Sascha Steinhoff: Coding Open Answers in Surveys

Surveys are an indispensable research tool and frequently used to conveniently collect large amounts of data in a short amount of time. The subsequent data coding is often less convenient, especially when open questions are used in surveys with many participants. Sascha Steinhoff explains how he has approached data coding.

Open question design: The participant can freely choose his input

Hello Sascha, can you introduce yourself and your work in the HRI-lab Sønderborg?

My name is Sascha Steinhoff. I am currently studying Web Communication Design at the SDU. My job at the HRI-lab is to maintain the website and to support scientists in the technical setup for surveys and to subsequently code the survey results.

Does survey coding include the analysis of the results?

No, it does not. Coding means that you classify answers given by the participants as either correct or incorrect. The scientist who designed the survey usually provides an answer key with correct sample answers for this purpose.

Why is coding a separate process? For me it would be more logical if the scientist did it together with the analysis.

This is right for simple surveys that have only a limited set of predefined answering options, like closed questions. This can easily be done by the scientists themselves without any external help.

An example for closed questions: The answers are strictly predefined, the participant can only choose but not change the option.

Coding the answers for closed questions is easy: The attribures "correct" and "wrong" can be directly assigned to the data records.

What do you do with open questions?

They need a different approach, because in most cases you need to to process the answers before you can code them. In this case the coding takes significant time and it can be technically challending as well.

An example for open questions: Participants type the answer into a text field and this is prone to input errors.

This screenshot shows the standard solution (green) and a small selection of distinct answers that had been given by participants. For open questions each distinct answer needs to be coded manually and this can be tedious.

Ok, how would such a data coding work in practice?

First of all, you have to close the query for participants to avoid that more data is generated. Then you export the raw data records from the survey application. Survey tools like SurveyXact provide an export functionality for that. Next step is....

Sorry to interrupt you. But why is this export needed? Most survey tools have integrated functionalities for survey analysis. So no need to export the data and to use another tool, right?

Right, but only in the case of simple surveys where answers are strictly predefined. But this does not work for complex surveys where you have to manually code a multitude of answer options.

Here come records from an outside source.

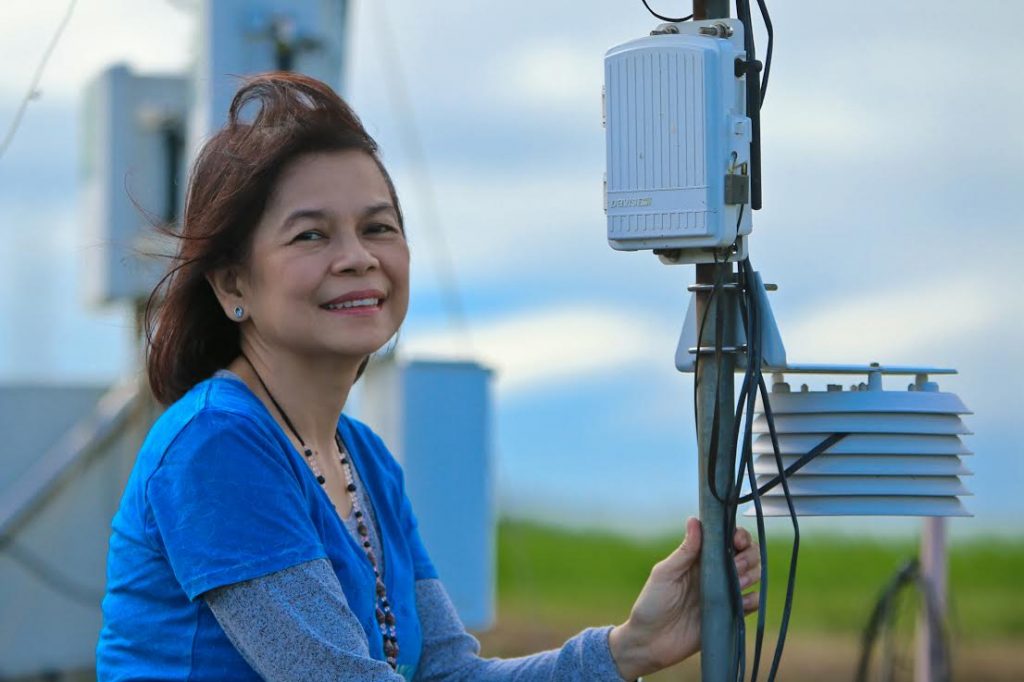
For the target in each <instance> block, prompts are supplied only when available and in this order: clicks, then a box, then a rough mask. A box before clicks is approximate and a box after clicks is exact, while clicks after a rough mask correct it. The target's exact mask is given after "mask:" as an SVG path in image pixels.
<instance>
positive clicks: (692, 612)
mask: <svg viewBox="0 0 1024 682" xmlns="http://www.w3.org/2000/svg"><path fill="white" fill-rule="evenodd" d="M733 546H734V547H735V549H736V555H735V560H736V572H737V573H738V574H739V586H740V589H743V590H745V589H746V588H749V587H751V586H752V585H755V584H756V583H758V582H759V581H760V580H761V554H760V552H759V549H758V545H757V543H755V542H754V541H753V540H752V539H751V534H750V532H748V531H746V530H744V529H743V528H738V529H737V530H736V535H735V537H734V538H733ZM759 597H760V595H759V594H758V592H756V591H754V592H750V593H748V594H744V595H743V612H744V613H751V612H752V611H755V610H757V608H758V602H759ZM608 644H609V646H610V647H611V655H612V657H613V658H614V660H615V665H616V666H617V667H618V672H620V674H621V675H622V676H623V677H624V678H625V679H627V680H635V679H636V678H638V677H640V676H641V675H647V674H650V673H654V672H656V671H659V670H662V669H664V668H668V667H669V666H672V665H675V664H677V663H679V662H680V660H682V659H683V658H686V657H687V656H689V655H691V654H693V653H696V652H697V651H698V650H699V649H700V522H699V521H698V520H697V519H695V518H692V517H691V518H689V519H688V520H687V521H686V539H685V540H684V541H683V544H682V545H680V546H679V548H678V549H677V550H676V551H675V552H673V553H672V554H670V555H669V556H668V557H666V558H665V559H663V560H662V561H658V562H657V563H656V564H654V567H653V568H652V569H651V571H650V578H648V579H647V584H646V585H644V587H643V590H642V591H641V592H640V596H639V597H637V600H636V603H635V604H633V610H632V611H631V612H630V617H629V620H628V621H627V622H626V623H624V624H623V625H621V626H616V627H615V628H612V630H611V633H610V634H609V635H608Z"/></svg>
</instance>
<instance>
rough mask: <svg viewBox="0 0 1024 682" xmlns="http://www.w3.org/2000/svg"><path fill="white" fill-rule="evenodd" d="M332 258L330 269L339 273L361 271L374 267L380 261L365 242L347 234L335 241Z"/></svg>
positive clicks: (368, 269) (361, 272)
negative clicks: (370, 249)
mask: <svg viewBox="0 0 1024 682" xmlns="http://www.w3.org/2000/svg"><path fill="white" fill-rule="evenodd" d="M337 242H338V246H337V248H336V250H335V254H334V259H333V260H332V262H331V271H332V272H334V273H336V274H340V273H343V272H354V273H357V274H358V273H362V272H367V271H369V270H372V269H376V268H377V267H378V266H379V265H380V262H379V261H378V260H377V256H375V255H374V253H373V251H371V250H370V249H369V248H368V247H367V244H365V243H364V242H362V240H360V239H359V238H358V236H356V235H349V236H347V237H346V238H344V239H340V240H338V241H337Z"/></svg>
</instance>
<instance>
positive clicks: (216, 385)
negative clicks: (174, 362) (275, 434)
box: [140, 376, 279, 468]
mask: <svg viewBox="0 0 1024 682" xmlns="http://www.w3.org/2000/svg"><path fill="white" fill-rule="evenodd" d="M267 420H268V417H267V415H266V411H265V409H264V408H263V406H262V403H261V402H260V401H259V399H258V398H256V397H255V396H254V395H253V394H252V392H251V391H249V389H248V388H247V387H246V385H245V384H244V383H242V382H241V381H238V380H232V379H229V378H225V377H218V376H215V377H211V378H210V379H206V380H204V381H201V382H200V383H198V384H197V385H196V386H194V387H193V388H191V389H190V390H189V391H188V392H187V393H185V394H184V395H182V396H181V397H180V398H178V399H177V400H176V401H175V402H173V403H172V404H171V406H170V407H168V408H167V410H166V411H164V413H163V414H162V415H161V416H160V417H159V418H158V419H157V421H156V422H155V423H154V425H153V427H152V428H151V429H150V433H148V435H147V436H146V439H145V442H143V444H142V449H141V452H140V456H141V457H143V458H146V459H151V460H152V464H153V466H154V468H157V467H159V466H160V464H161V462H162V461H163V460H164V459H165V458H166V457H167V456H168V455H169V454H170V453H175V454H183V455H184V456H188V455H190V454H194V453H195V454H202V453H203V452H204V450H205V449H204V446H203V445H204V443H207V442H209V441H211V440H218V441H222V442H227V441H238V442H239V443H240V444H245V445H247V446H248V447H250V449H253V450H267V449H269V450H274V451H275V450H278V449H279V444H278V443H275V439H274V437H273V430H272V428H271V426H272V424H268V423H267Z"/></svg>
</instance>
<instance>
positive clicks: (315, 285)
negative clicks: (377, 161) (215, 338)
mask: <svg viewBox="0 0 1024 682" xmlns="http://www.w3.org/2000/svg"><path fill="white" fill-rule="evenodd" d="M239 290H240V292H241V294H242V297H243V298H244V303H243V305H244V306H245V308H246V310H247V313H248V314H247V318H248V319H249V321H250V324H248V325H245V326H244V327H243V334H244V335H245V334H248V335H254V336H255V337H256V338H251V339H249V341H252V342H254V343H257V344H260V345H262V346H264V347H265V348H266V349H267V350H271V351H274V350H279V351H280V350H284V351H289V352H292V353H296V354H298V355H304V356H309V357H316V356H324V355H331V356H335V357H337V356H345V357H351V358H352V359H361V358H362V357H365V356H366V355H368V354H370V353H372V352H374V351H376V350H378V349H379V348H381V347H382V346H383V345H384V344H385V343H386V342H387V340H388V339H389V338H391V336H393V335H394V333H395V332H397V330H398V327H399V326H400V325H401V322H402V319H404V317H406V311H407V309H408V307H409V245H408V244H407V242H406V237H404V235H403V232H402V230H401V225H400V224H399V221H398V214H397V209H396V207H395V206H394V204H393V202H392V201H391V194H390V191H389V190H388V185H387V182H386V181H385V179H384V176H383V174H382V173H381V171H380V169H379V168H378V167H377V164H376V163H375V162H374V160H373V159H372V158H371V157H370V156H369V155H367V154H366V153H364V152H358V151H346V152H329V153H319V154H309V155H305V156H302V157H299V158H297V159H295V160H294V161H293V162H291V163H290V164H289V165H288V166H287V167H286V169H285V170H284V172H283V173H282V175H281V177H280V178H279V180H278V183H276V185H275V186H274V189H273V193H272V195H271V197H270V199H269V201H268V203H267V206H266V209H265V210H264V212H263V216H262V217H261V219H260V222H259V224H258V225H257V227H256V230H255V233H254V236H253V243H252V249H251V251H250V256H249V263H248V267H246V268H245V269H244V272H243V273H242V274H241V275H240V279H239Z"/></svg>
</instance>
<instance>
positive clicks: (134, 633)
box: [96, 73, 759, 682]
mask: <svg viewBox="0 0 1024 682" xmlns="http://www.w3.org/2000/svg"><path fill="white" fill-rule="evenodd" d="M250 109H255V110H256V111H255V112H254V114H255V115H254V116H253V117H251V118H246V117H245V116H244V114H245V113H247V112H248V111H249V110H250ZM178 237H179V238H180V249H179V253H178V256H177V259H176V261H175V262H174V264H173V267H172V268H171V270H170V271H169V273H168V274H167V276H166V278H165V279H164V280H163V282H162V283H161V285H160V286H159V287H158V288H157V290H156V291H155V292H154V294H153V296H152V297H151V299H150V306H148V309H147V315H146V321H147V324H146V330H147V339H148V341H150V347H148V356H147V370H148V377H150V384H151V386H152V388H153V391H154V393H155V395H156V397H157V398H158V399H159V400H160V401H161V402H163V403H165V404H168V406H169V407H168V409H167V410H166V412H164V414H163V415H161V417H160V419H158V420H157V422H156V424H154V426H153V428H152V430H151V431H150V434H148V436H147V437H146V439H145V441H144V442H143V444H142V447H141V450H140V451H139V454H138V457H137V458H136V461H135V467H134V469H133V471H132V473H131V476H130V477H129V480H128V483H127V486H126V488H125V493H124V496H123V498H122V501H121V506H120V508H119V510H118V513H117V515H116V516H115V517H114V521H113V535H112V537H111V544H110V554H109V557H108V585H106V595H105V597H104V598H103V603H102V608H103V628H102V631H101V632H100V637H99V644H98V647H97V651H96V659H97V675H98V677H99V679H101V680H182V679H188V680H228V679H229V680H251V679H260V678H262V679H265V680H299V679H302V680H351V679H356V680H373V681H378V680H379V681H382V682H384V681H387V682H399V681H400V680H412V679H414V678H416V679H424V680H427V679H429V680H511V679H526V680H555V679H557V680H613V681H616V682H617V681H620V680H622V679H623V678H624V677H625V678H627V679H633V678H635V677H637V676H638V675H640V674H643V673H646V672H652V671H655V670H659V669H660V668H664V667H666V666H670V665H672V664H674V663H676V662H678V660H680V659H681V658H683V657H685V656H687V655H689V654H691V653H693V652H694V651H695V650H696V648H697V646H698V642H699V634H698V629H699V609H698V608H697V604H698V603H699V601H698V584H697V578H698V576H697V570H698V564H697V563H696V559H697V556H698V553H699V549H700V532H699V525H698V524H697V523H696V521H695V520H693V519H691V521H690V522H689V523H688V526H687V540H686V542H685V543H684V544H683V545H682V546H681V547H680V548H679V549H677V550H676V551H675V552H673V553H672V554H671V555H670V556H669V557H668V558H667V559H665V560H664V561H662V562H659V563H658V564H657V566H655V567H654V569H653V570H652V571H651V577H650V580H649V581H648V583H647V585H646V586H645V587H644V589H643V591H642V593H641V595H640V597H639V598H638V599H637V602H636V605H635V606H634V608H633V612H632V613H631V614H630V617H629V620H628V621H627V622H626V623H624V624H623V625H621V626H617V627H614V628H611V627H604V628H591V629H588V630H585V631H584V632H582V633H581V634H580V635H578V636H577V637H573V638H572V639H570V640H569V641H568V642H566V643H565V645H564V646H562V648H561V649H558V650H554V651H547V652H543V653H539V654H536V655H532V656H527V657H524V658H516V659H512V660H500V659H485V658H481V657H479V655H478V653H479V644H478V643H477V641H476V640H475V639H474V638H473V637H471V636H470V635H468V634H467V633H466V631H465V629H464V628H463V626H462V623H461V622H460V621H459V617H458V615H457V614H456V612H455V609H454V607H453V606H452V602H451V600H450V599H449V598H447V594H446V592H445V590H444V588H443V586H442V585H441V583H440V581H439V580H438V577H437V572H436V571H435V570H434V567H433V565H432V563H431V561H430V557H429V555H428V554H427V551H426V548H425V547H424V546H423V543H422V541H421V540H420V536H419V531H418V530H417V521H416V516H415V514H414V513H413V510H412V506H411V505H410V502H409V499H408V498H407V496H406V493H404V486H403V483H402V473H401V469H400V467H399V466H398V464H397V463H396V462H395V461H394V459H393V458H392V457H391V455H390V454H389V453H388V451H387V447H386V446H385V445H384V443H383V442H382V441H381V440H380V438H379V437H377V435H376V434H374V433H373V432H372V431H371V430H370V429H369V428H368V427H367V426H366V425H364V424H360V423H359V422H357V421H355V420H353V419H350V418H349V417H347V416H346V415H345V414H344V413H343V410H344V407H345V402H346V400H347V398H348V393H349V391H350V389H351V387H352V384H353V383H354V382H355V381H356V380H357V379H358V377H359V375H360V373H361V371H362V369H364V368H365V367H366V363H367V358H368V357H369V355H370V354H371V353H373V352H375V351H376V350H378V349H379V348H381V347H382V346H383V345H384V344H385V343H386V342H387V340H388V339H389V338H391V337H392V336H393V335H394V334H395V333H396V332H397V330H398V328H399V326H400V325H401V323H402V321H403V319H404V316H406V311H407V308H408V306H409V260H410V254H409V246H408V244H407V242H406V231H404V226H403V224H402V216H401V211H400V209H399V206H398V199H397V197H396V195H395V190H394V186H393V184H392V182H391V180H390V178H389V177H388V174H387V172H386V170H385V169H384V167H383V165H382V164H381V162H380V160H379V158H378V157H377V146H376V143H375V142H374V141H373V139H372V138H371V137H370V136H369V135H368V134H367V132H366V131H365V130H364V128H362V126H361V125H360V124H359V122H358V120H357V119H356V117H355V115H354V114H352V112H351V110H349V108H348V106H347V105H346V104H345V103H344V102H343V101H342V100H341V99H340V98H339V97H338V95H337V94H335V93H334V92H333V91H332V90H331V89H330V88H329V87H327V86H326V85H324V84H323V83H319V82H317V81H314V80H312V79H309V78H306V77H302V76H297V75H291V74H280V73H278V74H265V75H262V76H257V77H255V78H253V79H251V80H249V81H248V82H247V83H246V84H245V85H244V86H243V87H242V89H241V90H240V91H239V93H238V95H237V96H236V97H234V100H233V102H232V103H231V108H230V114H229V119H228V122H227V124H226V125H225V127H224V128H223V129H222V130H221V131H220V132H218V133H217V134H216V135H214V137H213V138H211V139H210V141H209V142H208V143H207V144H206V146H205V147H204V148H203V151H202V152H201V154H200V156H199V159H198V160H197V162H196V165H195V167H194V169H193V173H191V178H190V183H189V186H188V193H187V199H186V205H185V214H184V219H183V224H182V229H181V233H180V235H179V236H178ZM735 546H736V550H737V555H736V566H737V570H738V571H739V573H740V574H741V576H742V577H743V578H742V583H743V584H744V585H745V586H749V585H751V584H753V583H754V582H756V580H757V576H758V574H759V573H758V553H757V548H756V547H755V546H754V545H753V543H752V542H751V540H750V536H749V535H746V534H745V531H741V532H740V534H739V535H737V537H736V541H735ZM756 604H757V594H756V593H753V594H751V595H749V596H748V598H746V599H745V600H744V605H745V606H746V607H748V609H753V608H755V607H756Z"/></svg>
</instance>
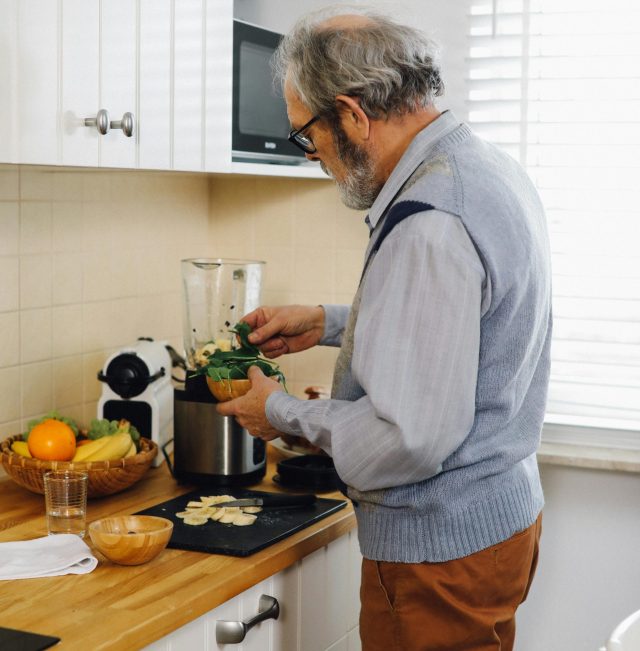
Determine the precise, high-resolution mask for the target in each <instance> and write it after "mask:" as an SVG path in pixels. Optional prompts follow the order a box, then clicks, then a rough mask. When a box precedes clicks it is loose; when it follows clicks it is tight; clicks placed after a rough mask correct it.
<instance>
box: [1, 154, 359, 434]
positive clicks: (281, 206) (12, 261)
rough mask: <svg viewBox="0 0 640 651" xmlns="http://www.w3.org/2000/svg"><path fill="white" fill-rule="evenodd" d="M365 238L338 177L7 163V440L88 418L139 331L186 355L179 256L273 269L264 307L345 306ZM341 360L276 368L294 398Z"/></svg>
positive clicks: (93, 413) (319, 360) (352, 293)
mask: <svg viewBox="0 0 640 651" xmlns="http://www.w3.org/2000/svg"><path fill="white" fill-rule="evenodd" d="M366 239H367V231H366V227H365V226H364V224H363V223H362V215H361V214H359V213H355V212H353V211H350V210H347V209H346V208H344V207H343V206H342V204H341V203H340V201H339V199H338V195H337V193H336V191H335V188H334V187H333V184H332V183H331V182H329V181H323V180H302V179H282V178H272V177H249V176H247V177H245V176H208V175H203V174H171V173H157V172H132V171H111V170H80V169H68V168H43V167H32V166H15V165H0V435H2V437H4V436H7V435H10V434H15V433H18V432H20V431H22V430H23V428H24V427H25V425H26V423H27V421H28V420H30V419H31V418H34V417H36V416H39V415H41V414H43V413H46V412H47V411H50V410H51V409H54V408H55V409H57V410H58V411H60V412H61V413H63V414H66V415H69V416H72V417H74V418H76V419H78V420H79V421H80V422H81V423H83V424H86V423H88V421H89V420H90V419H91V418H92V417H94V416H95V413H96V402H97V400H98V398H99V396H100V391H101V387H100V383H99V382H98V380H97V379H96V374H97V372H98V370H99V369H100V368H102V366H103V365H104V362H105V360H106V359H107V357H109V355H111V354H112V353H113V352H115V351H116V350H118V348H120V347H121V346H125V345H127V344H130V343H133V341H135V339H136V338H137V337H139V336H150V337H153V338H155V339H158V340H166V341H168V342H169V343H171V344H172V345H173V346H174V347H176V349H178V350H181V349H182V324H181V296H180V265H179V261H180V260H181V259H182V258H185V257H195V256H216V257H224V258H249V259H259V260H264V261H265V262H266V263H267V264H266V267H265V278H264V284H263V292H262V300H263V302H264V303H270V304H284V303H311V304H317V303H322V302H349V301H350V300H351V296H352V294H353V291H354V290H355V287H356V284H357V281H358V277H359V273H360V268H361V264H362V253H363V251H364V247H365V244H366ZM336 355H337V351H336V350H333V349H328V348H318V349H315V350H312V351H307V352H304V353H300V354H297V355H293V356H291V357H288V358H286V359H283V360H281V361H282V364H281V365H282V368H283V370H284V372H285V374H286V376H287V379H288V385H289V388H290V391H291V392H292V393H294V394H295V395H298V396H300V397H304V388H305V387H306V386H308V385H310V384H324V385H330V382H331V374H332V368H333V364H334V362H335V358H336Z"/></svg>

Screenshot SurveyXact: On-board Analysis

SurveyXact has built-in analysis features. These are useful for data that needs no further preparation.

What are the most common options to code a query?

The easiest method is to do everything in the survey application, like SurveyXact or LimeSurvey. But this works only for simple surveys where you don’t need to process the data records.

You have more options when using Excel, or any other spreadsheet application, in addition to the survey tool.

Exactly, the most powerful is to use the survey tool in combination with Excel and maybe even a database like MySQL. The database is really good in data processing and querying, but you still need Excel e.g. for charts or other reader-friendly data output.

What is your approach?

For me it worked best to export the full unfiltered set of raw data records, for example in CSV-format. CSV-data can be imported into many applications. The most popular tools are spreadsheet applications like Microsoft Excel, LibreOffice or Google Sheets.

Which one of these do you use?

None of these for the coding. I prefer to import the CSV-data into a MySQL database for that purpose. MySQL is less user friendly than Excel and the like. But it has a better performance with large datasets and it offers more powerful ways to query data, especially when interlinking different data tables.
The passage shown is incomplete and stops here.